Shakespeare was getting his ear pierced. He was feeling OK about it. Sometimes there were blood spots in the boiled eggs that Shakespeare ate for breakfast and Shakespeare would pick them out grimacing.
Shakespeare thought about chickens, how he thought about wheat and horses and blood spots in boiled eggs, as though they were something that had been around forever but wheat came from the Mesopotamians and horses from the Mongolian steppe and chickens were descended from fierce wild fowl once kidnapped from the jungle and only blood spots in boiled eggs had been around forever.
Which ear would you like pierced, Mr Shakespeare, asked the barber. Shakespeare said he wasn’t sure. That it didn’t matter. If Shakespeare had heard a modem dialling, he wouldn’t have known what it was.

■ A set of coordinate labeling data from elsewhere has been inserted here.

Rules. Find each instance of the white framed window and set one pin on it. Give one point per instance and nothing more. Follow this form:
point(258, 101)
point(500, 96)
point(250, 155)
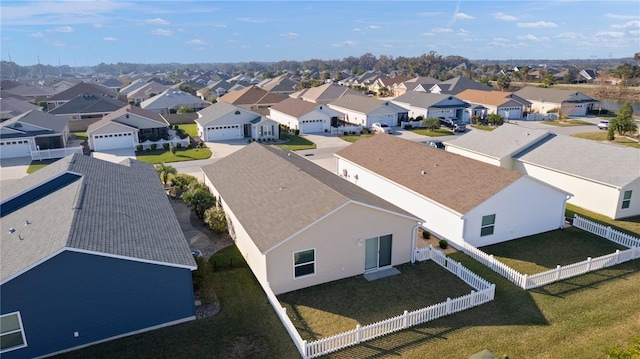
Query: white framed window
point(304, 263)
point(488, 223)
point(11, 332)
point(626, 199)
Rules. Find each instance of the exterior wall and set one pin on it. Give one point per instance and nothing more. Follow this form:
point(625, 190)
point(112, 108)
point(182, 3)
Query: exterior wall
point(440, 221)
point(524, 208)
point(590, 195)
point(339, 243)
point(96, 297)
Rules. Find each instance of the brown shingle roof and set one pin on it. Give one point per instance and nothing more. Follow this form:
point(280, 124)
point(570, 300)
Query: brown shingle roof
point(454, 181)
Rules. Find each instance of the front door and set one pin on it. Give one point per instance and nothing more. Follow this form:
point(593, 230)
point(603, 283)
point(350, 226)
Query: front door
point(377, 253)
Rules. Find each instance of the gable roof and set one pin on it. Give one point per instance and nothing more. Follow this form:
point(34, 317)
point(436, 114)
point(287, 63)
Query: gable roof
point(493, 98)
point(601, 162)
point(454, 181)
point(276, 193)
point(504, 141)
point(85, 204)
point(88, 103)
point(554, 95)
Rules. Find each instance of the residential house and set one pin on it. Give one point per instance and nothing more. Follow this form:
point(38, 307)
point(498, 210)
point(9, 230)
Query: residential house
point(505, 104)
point(223, 121)
point(457, 85)
point(126, 128)
point(601, 177)
point(308, 117)
point(171, 100)
point(365, 111)
point(252, 98)
point(433, 105)
point(298, 225)
point(91, 251)
point(457, 198)
point(324, 93)
point(568, 102)
point(32, 131)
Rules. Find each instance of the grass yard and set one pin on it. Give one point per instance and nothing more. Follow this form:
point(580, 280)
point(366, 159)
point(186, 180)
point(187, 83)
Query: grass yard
point(335, 307)
point(189, 128)
point(434, 133)
point(601, 136)
point(165, 156)
point(296, 143)
point(354, 138)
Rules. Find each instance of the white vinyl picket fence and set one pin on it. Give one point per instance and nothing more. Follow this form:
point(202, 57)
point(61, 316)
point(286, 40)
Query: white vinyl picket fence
point(484, 292)
point(526, 281)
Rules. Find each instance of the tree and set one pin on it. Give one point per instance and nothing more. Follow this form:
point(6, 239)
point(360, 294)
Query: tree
point(164, 171)
point(216, 219)
point(431, 123)
point(623, 122)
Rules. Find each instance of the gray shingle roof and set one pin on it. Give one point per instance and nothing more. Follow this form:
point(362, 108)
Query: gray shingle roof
point(275, 193)
point(610, 164)
point(116, 209)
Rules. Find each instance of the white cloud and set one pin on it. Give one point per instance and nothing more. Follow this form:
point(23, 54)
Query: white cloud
point(65, 29)
point(156, 21)
point(537, 24)
point(290, 35)
point(160, 32)
point(504, 17)
point(197, 42)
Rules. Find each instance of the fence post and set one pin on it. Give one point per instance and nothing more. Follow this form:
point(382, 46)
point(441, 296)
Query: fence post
point(406, 320)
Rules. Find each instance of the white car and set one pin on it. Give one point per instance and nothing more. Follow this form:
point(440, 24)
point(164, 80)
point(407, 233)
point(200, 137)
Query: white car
point(381, 127)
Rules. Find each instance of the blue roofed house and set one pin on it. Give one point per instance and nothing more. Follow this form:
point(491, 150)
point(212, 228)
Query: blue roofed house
point(84, 260)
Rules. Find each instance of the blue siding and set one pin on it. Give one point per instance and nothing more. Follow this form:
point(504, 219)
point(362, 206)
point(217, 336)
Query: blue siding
point(96, 296)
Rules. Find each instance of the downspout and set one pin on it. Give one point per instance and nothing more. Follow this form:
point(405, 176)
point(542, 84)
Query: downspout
point(413, 242)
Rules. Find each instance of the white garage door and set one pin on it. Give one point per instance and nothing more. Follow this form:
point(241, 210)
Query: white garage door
point(229, 132)
point(15, 148)
point(311, 126)
point(112, 141)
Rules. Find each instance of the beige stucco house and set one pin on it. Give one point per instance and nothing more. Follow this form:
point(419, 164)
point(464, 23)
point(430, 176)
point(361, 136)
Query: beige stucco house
point(298, 225)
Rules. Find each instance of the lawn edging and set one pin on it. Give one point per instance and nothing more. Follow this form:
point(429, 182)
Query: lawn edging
point(483, 292)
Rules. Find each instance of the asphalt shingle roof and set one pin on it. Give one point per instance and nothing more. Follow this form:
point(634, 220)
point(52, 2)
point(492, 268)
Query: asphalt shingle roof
point(275, 193)
point(454, 181)
point(115, 209)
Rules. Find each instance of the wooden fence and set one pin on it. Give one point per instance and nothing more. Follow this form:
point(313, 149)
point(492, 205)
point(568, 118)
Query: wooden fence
point(484, 292)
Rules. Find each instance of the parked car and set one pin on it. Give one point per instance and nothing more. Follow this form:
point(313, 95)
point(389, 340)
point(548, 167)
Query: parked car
point(381, 127)
point(435, 144)
point(603, 125)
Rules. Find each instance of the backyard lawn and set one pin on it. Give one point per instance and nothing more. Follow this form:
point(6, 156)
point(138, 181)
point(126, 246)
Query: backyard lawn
point(601, 136)
point(165, 156)
point(295, 143)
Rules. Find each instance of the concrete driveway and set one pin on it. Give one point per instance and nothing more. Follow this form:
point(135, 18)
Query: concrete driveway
point(115, 156)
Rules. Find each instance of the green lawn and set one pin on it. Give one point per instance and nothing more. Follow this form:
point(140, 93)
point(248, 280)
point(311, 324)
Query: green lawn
point(602, 136)
point(189, 128)
point(296, 143)
point(354, 138)
point(165, 156)
point(434, 133)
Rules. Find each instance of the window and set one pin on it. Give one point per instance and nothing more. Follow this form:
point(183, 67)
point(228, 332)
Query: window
point(488, 223)
point(304, 263)
point(626, 199)
point(11, 332)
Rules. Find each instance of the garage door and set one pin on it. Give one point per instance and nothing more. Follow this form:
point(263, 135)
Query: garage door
point(112, 141)
point(311, 126)
point(229, 132)
point(15, 148)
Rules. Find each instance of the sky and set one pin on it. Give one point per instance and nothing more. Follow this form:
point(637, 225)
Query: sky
point(86, 33)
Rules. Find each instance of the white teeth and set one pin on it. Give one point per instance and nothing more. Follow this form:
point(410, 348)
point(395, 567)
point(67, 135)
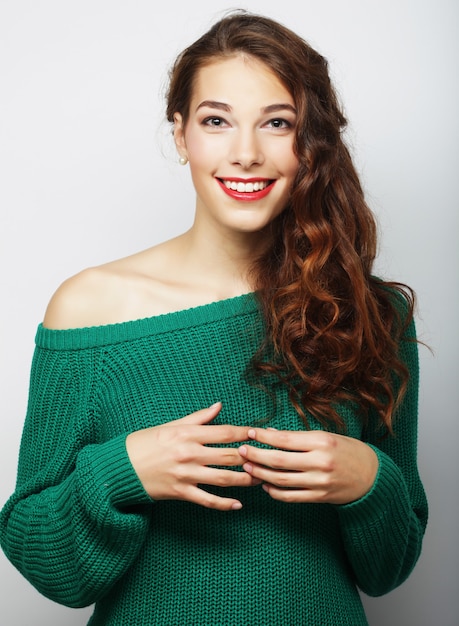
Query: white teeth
point(245, 187)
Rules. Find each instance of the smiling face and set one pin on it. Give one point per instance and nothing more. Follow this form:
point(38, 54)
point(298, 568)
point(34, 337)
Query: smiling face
point(239, 140)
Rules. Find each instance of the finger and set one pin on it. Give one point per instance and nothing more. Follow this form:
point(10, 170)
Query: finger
point(211, 501)
point(303, 441)
point(218, 477)
point(293, 495)
point(227, 457)
point(204, 416)
point(281, 479)
point(224, 433)
point(276, 459)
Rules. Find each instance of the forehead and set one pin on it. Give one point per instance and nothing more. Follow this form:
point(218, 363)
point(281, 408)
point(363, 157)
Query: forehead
point(239, 78)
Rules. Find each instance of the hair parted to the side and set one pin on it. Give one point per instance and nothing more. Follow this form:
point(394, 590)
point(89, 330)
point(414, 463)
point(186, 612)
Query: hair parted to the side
point(333, 330)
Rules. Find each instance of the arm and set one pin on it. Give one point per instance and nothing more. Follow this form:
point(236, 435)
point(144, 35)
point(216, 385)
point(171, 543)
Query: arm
point(79, 515)
point(81, 510)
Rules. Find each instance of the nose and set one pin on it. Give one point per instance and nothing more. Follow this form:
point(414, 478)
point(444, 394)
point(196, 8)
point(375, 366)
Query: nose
point(246, 149)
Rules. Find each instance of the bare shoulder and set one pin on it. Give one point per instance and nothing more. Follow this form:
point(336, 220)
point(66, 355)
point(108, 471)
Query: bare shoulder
point(82, 300)
point(134, 287)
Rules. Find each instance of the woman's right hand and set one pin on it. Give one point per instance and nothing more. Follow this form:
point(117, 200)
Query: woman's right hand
point(172, 460)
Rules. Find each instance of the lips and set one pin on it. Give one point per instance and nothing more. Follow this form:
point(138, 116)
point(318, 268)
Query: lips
point(246, 189)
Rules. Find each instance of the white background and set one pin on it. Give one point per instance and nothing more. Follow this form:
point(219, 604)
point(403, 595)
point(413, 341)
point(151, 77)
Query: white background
point(88, 174)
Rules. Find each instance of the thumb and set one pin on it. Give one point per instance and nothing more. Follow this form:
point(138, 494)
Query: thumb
point(203, 416)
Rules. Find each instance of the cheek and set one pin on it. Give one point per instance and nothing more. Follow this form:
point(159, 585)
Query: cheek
point(200, 149)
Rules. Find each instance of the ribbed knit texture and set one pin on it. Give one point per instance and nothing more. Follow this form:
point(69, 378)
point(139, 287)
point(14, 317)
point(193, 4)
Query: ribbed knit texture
point(82, 529)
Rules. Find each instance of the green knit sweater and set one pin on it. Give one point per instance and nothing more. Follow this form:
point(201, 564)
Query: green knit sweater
point(82, 530)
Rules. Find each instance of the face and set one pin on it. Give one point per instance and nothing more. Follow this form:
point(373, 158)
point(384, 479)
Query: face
point(239, 142)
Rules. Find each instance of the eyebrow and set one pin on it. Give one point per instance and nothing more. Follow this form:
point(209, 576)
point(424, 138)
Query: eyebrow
point(222, 106)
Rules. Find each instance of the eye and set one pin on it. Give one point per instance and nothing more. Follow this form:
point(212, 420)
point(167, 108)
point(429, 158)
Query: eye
point(279, 122)
point(214, 121)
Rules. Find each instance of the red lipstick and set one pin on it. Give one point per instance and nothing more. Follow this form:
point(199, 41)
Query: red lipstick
point(247, 196)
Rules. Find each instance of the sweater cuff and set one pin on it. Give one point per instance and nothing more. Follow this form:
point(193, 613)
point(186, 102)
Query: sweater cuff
point(388, 495)
point(113, 474)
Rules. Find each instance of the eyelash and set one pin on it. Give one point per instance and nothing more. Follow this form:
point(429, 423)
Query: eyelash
point(283, 124)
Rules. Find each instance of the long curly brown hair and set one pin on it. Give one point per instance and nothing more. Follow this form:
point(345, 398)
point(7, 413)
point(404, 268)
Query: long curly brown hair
point(333, 329)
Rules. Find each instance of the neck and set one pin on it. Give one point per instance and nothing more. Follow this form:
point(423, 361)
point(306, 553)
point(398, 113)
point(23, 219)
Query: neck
point(223, 261)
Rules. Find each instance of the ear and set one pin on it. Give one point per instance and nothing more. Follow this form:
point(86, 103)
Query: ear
point(179, 135)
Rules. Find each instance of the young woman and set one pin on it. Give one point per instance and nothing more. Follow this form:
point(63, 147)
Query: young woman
point(222, 429)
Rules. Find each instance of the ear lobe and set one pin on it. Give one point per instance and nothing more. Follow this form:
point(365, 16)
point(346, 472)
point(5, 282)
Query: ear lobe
point(179, 135)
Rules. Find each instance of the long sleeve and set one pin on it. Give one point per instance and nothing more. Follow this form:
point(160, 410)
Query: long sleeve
point(383, 531)
point(75, 522)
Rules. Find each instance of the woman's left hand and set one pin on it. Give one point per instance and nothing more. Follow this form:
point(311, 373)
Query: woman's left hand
point(310, 466)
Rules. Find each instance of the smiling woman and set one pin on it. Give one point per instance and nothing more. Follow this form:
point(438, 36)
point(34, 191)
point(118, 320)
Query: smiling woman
point(239, 141)
point(148, 482)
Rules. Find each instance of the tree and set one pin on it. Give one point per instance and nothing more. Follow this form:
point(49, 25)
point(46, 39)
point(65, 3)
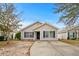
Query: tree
point(9, 19)
point(18, 35)
point(70, 12)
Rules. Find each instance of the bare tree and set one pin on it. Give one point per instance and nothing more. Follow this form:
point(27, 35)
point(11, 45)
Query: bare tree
point(9, 19)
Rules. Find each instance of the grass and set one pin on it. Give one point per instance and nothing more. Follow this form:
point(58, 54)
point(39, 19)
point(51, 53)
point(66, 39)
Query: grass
point(73, 42)
point(6, 43)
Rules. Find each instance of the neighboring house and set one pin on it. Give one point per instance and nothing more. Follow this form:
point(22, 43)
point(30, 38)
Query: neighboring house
point(69, 33)
point(39, 31)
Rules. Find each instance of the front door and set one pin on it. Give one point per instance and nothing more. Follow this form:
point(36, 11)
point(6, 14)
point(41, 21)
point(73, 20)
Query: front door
point(38, 35)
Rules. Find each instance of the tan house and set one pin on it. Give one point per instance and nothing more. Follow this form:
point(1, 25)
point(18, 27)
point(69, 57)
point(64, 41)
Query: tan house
point(39, 31)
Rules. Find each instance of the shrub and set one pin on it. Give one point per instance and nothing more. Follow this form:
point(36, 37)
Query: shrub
point(18, 35)
point(1, 38)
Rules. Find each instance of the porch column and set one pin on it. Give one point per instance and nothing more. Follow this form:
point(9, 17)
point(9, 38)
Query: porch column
point(77, 35)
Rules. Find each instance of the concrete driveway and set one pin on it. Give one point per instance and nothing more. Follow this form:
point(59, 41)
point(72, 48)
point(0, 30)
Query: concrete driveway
point(53, 48)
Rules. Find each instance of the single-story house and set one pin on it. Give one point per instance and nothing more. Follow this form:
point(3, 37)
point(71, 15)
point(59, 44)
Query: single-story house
point(71, 32)
point(39, 31)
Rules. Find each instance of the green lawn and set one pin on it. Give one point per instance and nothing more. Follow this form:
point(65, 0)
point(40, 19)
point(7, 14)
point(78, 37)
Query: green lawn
point(73, 42)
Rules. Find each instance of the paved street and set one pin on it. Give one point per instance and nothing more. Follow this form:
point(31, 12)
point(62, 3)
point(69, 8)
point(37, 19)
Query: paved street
point(53, 48)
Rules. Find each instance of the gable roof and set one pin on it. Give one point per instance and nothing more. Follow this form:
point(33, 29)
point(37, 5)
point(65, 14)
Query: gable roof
point(46, 24)
point(30, 25)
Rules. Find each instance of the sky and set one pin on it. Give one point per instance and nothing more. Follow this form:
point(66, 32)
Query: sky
point(41, 12)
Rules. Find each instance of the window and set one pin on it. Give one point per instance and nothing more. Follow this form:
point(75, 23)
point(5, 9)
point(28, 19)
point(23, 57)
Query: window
point(52, 34)
point(28, 34)
point(45, 34)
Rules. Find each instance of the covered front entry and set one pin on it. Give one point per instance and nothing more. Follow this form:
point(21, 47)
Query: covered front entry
point(38, 35)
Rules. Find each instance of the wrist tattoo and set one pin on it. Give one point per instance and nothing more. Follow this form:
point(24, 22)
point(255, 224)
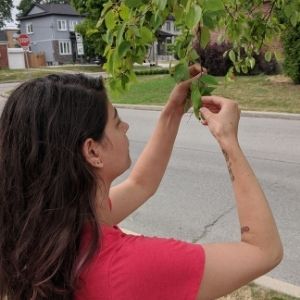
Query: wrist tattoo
point(228, 164)
point(245, 229)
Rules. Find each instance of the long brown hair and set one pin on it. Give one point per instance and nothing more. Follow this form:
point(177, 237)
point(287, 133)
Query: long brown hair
point(47, 189)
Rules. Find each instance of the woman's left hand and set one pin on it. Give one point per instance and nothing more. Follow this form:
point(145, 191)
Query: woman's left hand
point(180, 93)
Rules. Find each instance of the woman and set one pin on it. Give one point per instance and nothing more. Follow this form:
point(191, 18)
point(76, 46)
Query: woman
point(62, 144)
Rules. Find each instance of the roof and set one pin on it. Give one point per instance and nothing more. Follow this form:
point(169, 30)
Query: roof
point(3, 37)
point(50, 9)
point(162, 33)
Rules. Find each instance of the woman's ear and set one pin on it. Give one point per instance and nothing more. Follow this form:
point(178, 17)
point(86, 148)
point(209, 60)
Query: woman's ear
point(92, 152)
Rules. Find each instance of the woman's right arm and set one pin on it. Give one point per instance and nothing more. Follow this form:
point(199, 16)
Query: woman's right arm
point(230, 266)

Shakespeare wouldn’t have believed you if you had told him about x-rays or dishwashers or dinosaur bones. Sometimes Shakespeare watched sleet sprinkle on the Thames and he thought about how humiliating it would be to have to live underwater and he imagined breathing through gaps in his sides and reserving his mouth for food and drink and he reflected on how hateful and oppressive that would be.
Shakespeare’s ear stung a little. He tried not to show it. He said, oh, have you done it, is that it, I didn’t feel a thing and blood trickled down from his ear and onto his collar. If Shakespeare had invented getting up early to go to work, everybody would’ve hated him. There would be a film about how he invented getting up early to go to work and in the film everybody would hate him. I’m a lot smarter than Shakespeare and I’m more handsome and I could beat him in a fight too.
If I ever met Shakespeare I would hold his shoulders and step on his toes and I would tell him all these things. I would tell him now if it was possible.